Methods. We retrospectively analyzed the records of 140 patients with symptomatic tetralogy of Fallot who had a modified Blalock-Taussig shunt between October 1985 and October 1995. The median age at the time of the Blalock-Taussig shunt was 1.6 months. All patients had corrective procedures at a median age of 1.7 years. Cineangiography was done before the corrective procedure. From the angiograms the diameter of the right and left pulmonary arteries before their first lobar branches and the diameter of the descending thoracic aorta at the level of the diaphragm were measured. For each patient the ratios of right pulmonary artery to descending thoracic aorta and left pulmonary artery to descending thoracic aorta were determined and compared using Students t test.

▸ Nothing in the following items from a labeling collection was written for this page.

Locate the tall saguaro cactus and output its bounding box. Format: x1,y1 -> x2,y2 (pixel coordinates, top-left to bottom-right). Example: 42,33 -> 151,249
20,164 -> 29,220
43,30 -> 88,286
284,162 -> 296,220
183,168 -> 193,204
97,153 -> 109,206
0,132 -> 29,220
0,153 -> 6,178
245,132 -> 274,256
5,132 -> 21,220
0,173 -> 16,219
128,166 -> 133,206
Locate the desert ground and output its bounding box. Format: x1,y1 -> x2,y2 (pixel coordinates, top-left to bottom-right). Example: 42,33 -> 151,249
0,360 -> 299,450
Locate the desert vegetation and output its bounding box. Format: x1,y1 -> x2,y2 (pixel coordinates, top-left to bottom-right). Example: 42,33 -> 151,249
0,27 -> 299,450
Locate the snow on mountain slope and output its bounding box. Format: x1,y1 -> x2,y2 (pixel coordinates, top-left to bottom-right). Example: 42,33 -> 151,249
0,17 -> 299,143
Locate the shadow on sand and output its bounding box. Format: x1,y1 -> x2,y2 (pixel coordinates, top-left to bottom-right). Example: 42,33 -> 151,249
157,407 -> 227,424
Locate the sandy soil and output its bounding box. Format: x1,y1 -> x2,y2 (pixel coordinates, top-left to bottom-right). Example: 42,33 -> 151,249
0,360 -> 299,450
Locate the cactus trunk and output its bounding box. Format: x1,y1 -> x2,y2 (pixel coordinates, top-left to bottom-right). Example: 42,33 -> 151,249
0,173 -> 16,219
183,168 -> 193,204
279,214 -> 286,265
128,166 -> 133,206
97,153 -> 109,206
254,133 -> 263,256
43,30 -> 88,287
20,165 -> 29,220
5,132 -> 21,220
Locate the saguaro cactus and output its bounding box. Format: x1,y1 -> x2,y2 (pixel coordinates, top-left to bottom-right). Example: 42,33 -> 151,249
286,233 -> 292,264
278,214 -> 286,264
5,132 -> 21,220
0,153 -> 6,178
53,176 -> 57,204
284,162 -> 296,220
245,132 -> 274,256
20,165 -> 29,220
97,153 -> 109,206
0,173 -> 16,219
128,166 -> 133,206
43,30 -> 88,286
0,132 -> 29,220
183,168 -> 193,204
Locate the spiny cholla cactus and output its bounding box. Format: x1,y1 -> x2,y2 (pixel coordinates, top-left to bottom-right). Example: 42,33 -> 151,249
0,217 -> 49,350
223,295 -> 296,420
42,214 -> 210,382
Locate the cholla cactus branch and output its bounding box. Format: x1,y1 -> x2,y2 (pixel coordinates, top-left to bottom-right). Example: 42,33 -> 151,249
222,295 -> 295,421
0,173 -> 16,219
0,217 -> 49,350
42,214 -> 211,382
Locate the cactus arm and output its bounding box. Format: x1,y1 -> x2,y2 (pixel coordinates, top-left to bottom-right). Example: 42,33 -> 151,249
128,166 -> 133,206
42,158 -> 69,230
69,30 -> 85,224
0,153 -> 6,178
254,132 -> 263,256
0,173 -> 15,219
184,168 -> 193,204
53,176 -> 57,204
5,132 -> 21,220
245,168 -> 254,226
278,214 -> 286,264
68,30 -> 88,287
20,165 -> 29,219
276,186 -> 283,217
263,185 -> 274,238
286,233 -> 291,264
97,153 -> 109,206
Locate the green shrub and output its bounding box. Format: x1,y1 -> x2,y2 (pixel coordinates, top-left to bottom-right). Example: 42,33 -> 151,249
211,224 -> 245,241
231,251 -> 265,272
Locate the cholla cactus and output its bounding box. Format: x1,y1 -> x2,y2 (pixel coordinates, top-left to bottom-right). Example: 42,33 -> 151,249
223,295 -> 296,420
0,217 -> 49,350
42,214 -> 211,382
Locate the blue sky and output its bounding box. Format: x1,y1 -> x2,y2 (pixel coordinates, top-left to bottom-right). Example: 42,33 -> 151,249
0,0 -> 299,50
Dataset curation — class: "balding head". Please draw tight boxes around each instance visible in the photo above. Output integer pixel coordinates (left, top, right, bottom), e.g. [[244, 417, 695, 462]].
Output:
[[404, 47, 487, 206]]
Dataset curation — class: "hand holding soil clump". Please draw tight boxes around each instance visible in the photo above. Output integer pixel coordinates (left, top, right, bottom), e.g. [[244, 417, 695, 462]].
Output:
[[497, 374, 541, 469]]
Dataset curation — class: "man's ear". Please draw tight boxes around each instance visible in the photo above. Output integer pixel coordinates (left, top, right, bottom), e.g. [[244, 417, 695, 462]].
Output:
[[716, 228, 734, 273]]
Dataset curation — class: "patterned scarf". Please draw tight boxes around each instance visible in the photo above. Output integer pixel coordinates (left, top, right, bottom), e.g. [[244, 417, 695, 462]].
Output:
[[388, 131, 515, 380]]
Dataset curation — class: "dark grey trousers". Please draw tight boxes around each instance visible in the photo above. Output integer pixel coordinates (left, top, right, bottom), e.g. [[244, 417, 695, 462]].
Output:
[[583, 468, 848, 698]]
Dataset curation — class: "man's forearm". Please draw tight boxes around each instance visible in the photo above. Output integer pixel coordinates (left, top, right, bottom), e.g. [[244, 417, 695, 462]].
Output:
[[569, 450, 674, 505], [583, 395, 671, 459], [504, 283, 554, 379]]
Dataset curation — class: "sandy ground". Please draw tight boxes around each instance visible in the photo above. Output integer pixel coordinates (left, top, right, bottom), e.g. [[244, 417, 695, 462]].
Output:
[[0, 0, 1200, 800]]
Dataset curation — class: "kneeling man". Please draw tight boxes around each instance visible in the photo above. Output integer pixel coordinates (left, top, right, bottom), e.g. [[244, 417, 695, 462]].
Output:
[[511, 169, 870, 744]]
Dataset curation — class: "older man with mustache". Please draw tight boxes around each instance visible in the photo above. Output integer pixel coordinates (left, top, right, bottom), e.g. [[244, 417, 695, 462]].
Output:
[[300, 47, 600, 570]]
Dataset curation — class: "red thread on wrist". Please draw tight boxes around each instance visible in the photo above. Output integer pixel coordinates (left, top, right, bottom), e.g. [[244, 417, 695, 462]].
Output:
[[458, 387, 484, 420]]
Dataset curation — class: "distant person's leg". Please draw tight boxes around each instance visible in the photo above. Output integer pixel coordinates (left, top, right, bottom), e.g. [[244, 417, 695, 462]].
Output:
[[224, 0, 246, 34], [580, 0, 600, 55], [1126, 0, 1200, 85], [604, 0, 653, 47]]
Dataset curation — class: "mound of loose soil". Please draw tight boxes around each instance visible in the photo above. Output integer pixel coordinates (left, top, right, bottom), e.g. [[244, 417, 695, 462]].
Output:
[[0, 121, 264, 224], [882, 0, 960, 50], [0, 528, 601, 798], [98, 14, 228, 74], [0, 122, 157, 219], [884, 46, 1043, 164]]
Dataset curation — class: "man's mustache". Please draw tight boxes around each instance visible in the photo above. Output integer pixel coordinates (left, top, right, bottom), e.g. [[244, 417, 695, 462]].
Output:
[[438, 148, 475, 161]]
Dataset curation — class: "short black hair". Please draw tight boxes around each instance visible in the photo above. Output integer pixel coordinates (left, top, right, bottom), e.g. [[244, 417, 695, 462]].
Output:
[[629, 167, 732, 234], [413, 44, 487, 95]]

Results. Of the 140 patients, 114 had a left-sided Blalock-Taussig shunt, 20 had a right-sided shunt, and 6 patients had bilateral shunts. The mean right pulmonary artery to descending thoracic aorta ratio was 1.10 and the mean left pulmonary artery to descending thoracic aorta ratio was 0.98. This difference was not significant.
Conclusion. We showed equal growth of the right and left pulmonary arteries with no distortion after a modified Blalock-Taussig shunt. If palliation is considered, the modified Blalock-Taussig shunt remains our choice.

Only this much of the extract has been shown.